Let’s say you were a stranger in a strange land, which wasn’t unusual because that was part of the job. It’s what you did, it’s what you were trained to do, and let’s say you were in this place that had already been violently abused for several years - again, not an unusual thing. You were there uninvited; moving silently through this country that was far from the idea of western civilization, and even further from the ideals of western morality. 

Maybe you were there looking for someone or something, just another job, your latest mission, and you’d been inserted into this country in the quiet of a night several long days before. Maybe you were alone because that was frequently the safest on this kind of mission, not just for you but for everyone else, and you were on edge because this particular area of the country was barren. Maybe it was winter and cover was tough, and you’d already endured several days of shelling. You were a shadow, moving silently beneath their radar because that was also what you did to get to where you were supposed to be - because blending out of sight really did mean the difference between staying alive and dying. 
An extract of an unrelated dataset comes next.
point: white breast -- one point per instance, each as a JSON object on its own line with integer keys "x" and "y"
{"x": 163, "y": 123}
Maybe it was cold where you were so you were thinking about food, and sleep, and dry socks and how far you still had to go. Maybe you came through the barrens to the edge of a village, to what had been someone’s house; a lonely gray structure in a backdrop of a gray landscape all draped by a gray mourning sky. Only now, this house was just another kind of shell, an empty one because it had already exploded - its broken windows and half-roof looking like just another silent scream in a country whose national anthem had morphed long ago into one endless silent scream. 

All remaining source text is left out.